I mainly use one compartment for my Eee netbook a binder, and sometimes a file or two, while the other compartment gets a casebook and my Lumix DMC-LX3 in its fitted case. The lumix would fit in the largest of the four internal pouches, but I've already got those crammed. The outside two pockets are a little small, but remember, this is good leather that will stretch and conform like holster -- my thermos bottle now fits securely in one of those pockets.
* The Functionality: It's a briefcase with a very comfortable carry handle and a shoulder strap, so I tend to think of it as a messenger. But the shoulder strap has two pads, and in about 45sec you can convert it to a backpack/knapsack. It's very secure in that mode, and while not perfectly comfortable, it's what you need and want when your arms are tired or you need to be hands free. If you were broader than I, you might feel the lower Drings against your back (I do if the bag's not centered), and I'd advise getting the wider bag then. I wonder if Saddleback could arrange for little leather flaps to guard against this? They probably could. I wouldn't buy it as a pure backpack (Saddleback does make one of those also), but as a 50% duty item it would be hard to ever live without.

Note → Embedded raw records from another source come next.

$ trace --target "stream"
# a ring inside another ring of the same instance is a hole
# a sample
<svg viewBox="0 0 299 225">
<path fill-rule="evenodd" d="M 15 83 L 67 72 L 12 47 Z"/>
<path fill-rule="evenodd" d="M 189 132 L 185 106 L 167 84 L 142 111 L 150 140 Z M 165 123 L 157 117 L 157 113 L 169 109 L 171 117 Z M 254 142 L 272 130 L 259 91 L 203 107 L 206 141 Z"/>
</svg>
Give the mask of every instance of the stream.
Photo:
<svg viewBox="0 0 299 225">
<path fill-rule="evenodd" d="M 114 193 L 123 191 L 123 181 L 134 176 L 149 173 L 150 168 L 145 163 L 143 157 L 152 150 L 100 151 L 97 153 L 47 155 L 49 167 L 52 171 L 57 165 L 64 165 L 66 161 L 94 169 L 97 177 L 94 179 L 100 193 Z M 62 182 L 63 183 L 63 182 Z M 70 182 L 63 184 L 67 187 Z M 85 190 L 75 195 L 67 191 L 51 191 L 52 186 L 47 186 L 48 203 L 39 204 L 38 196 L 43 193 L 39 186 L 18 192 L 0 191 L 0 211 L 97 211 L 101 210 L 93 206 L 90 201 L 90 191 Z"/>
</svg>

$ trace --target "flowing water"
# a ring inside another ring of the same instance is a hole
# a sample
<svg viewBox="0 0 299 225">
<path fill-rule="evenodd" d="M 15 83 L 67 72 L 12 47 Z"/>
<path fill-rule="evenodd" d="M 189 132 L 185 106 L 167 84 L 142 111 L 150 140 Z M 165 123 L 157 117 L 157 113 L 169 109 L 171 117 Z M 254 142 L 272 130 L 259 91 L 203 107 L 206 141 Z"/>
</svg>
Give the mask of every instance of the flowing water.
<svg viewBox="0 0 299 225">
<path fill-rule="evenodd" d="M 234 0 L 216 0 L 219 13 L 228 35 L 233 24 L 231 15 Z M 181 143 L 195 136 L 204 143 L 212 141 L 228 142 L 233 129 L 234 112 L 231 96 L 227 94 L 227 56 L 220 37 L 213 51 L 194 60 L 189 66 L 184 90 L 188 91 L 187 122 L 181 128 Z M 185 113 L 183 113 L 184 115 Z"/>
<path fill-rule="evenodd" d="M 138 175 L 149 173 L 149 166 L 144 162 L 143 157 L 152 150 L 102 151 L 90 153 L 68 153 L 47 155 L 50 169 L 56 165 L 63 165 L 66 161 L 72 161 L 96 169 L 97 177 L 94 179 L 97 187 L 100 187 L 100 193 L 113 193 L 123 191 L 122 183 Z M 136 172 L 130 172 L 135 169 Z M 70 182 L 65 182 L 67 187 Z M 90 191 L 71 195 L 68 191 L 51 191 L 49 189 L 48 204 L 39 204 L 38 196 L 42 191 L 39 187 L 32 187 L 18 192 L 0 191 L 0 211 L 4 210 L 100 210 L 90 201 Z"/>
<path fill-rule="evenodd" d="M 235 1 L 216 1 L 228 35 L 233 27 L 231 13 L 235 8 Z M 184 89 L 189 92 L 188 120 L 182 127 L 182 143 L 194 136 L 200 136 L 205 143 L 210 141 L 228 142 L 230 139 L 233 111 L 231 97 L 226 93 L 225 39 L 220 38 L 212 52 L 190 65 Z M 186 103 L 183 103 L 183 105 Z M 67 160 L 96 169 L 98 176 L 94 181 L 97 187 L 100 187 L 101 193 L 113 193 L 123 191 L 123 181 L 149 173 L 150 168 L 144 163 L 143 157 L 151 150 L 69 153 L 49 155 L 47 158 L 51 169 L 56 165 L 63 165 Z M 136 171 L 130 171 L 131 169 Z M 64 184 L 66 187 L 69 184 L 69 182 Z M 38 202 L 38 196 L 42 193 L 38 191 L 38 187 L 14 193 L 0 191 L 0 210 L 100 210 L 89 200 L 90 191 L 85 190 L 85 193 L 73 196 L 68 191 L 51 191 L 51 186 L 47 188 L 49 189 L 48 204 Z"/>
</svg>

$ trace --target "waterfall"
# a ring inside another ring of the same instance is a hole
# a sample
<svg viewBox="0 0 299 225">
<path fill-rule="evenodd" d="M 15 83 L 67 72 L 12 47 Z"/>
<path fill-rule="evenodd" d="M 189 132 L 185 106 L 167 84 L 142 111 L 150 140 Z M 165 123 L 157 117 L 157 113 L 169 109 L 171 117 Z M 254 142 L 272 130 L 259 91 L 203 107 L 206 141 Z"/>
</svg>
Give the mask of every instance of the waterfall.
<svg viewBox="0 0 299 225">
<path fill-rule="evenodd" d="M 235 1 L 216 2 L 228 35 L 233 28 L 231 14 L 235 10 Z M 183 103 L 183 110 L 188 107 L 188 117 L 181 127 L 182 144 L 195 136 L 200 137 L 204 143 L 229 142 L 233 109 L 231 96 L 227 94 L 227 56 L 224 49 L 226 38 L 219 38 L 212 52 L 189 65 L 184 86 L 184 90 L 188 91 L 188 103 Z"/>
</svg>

The buckles take about a day to get used to. I have thus far only used the center one to close the bag, leaving the other two belts just tucked away, though they serve fine to keep my umbrella or raincoat. They are also completely removable belts and could be used as such admirably.
Some call the bags too heavy. Well, the leather just is. It's heavy because there are no shortcuts. I've been carrying a metal briefcase, and that is just not an issue for me -- the straps/pads are excellent, and unlike thin nylon webbing, do not tend to collapse into the smallest possible area to cut through your neck. Loaded, I'm around 22lbs now.
* Conclusion: This is the raw denim of bags. It is made very, very, very well but is not an Anderson and Sheppard suit. It has, as I once described myself, "a white collar, but blue hands." They would understand the notion of wabi-sabi. You buy it and make it yours as age and life scars it and you -- after a week of hard use you can see mine is already picked up some 'patina.' But it's honest and that appeals to me, as does this company's ethic. The bags are made in Mexico by people they claim who have "never made as much money before in their lives" which I'm sure is not U.S. standards but I believe from all my interaction with Saddleback that they treat their people much better than comparative firms. After I ordered this bag (I bought a second on eBay as I thought it would be too big for my needs, nope), I was informed that 10% of my total was being donated to charity -- this stands in contrast to the max profit at any cost model that much of the Western world has adopted and I applaud that sense of humanity. It is something I look for in all of my purchases.
So yeah, I love the bag. It is going to replace my trusty Zero day to day. When I break out the Kilgour suit for a big meeting, the Zero will still go with me, but for everything else it's the Saddleback for me.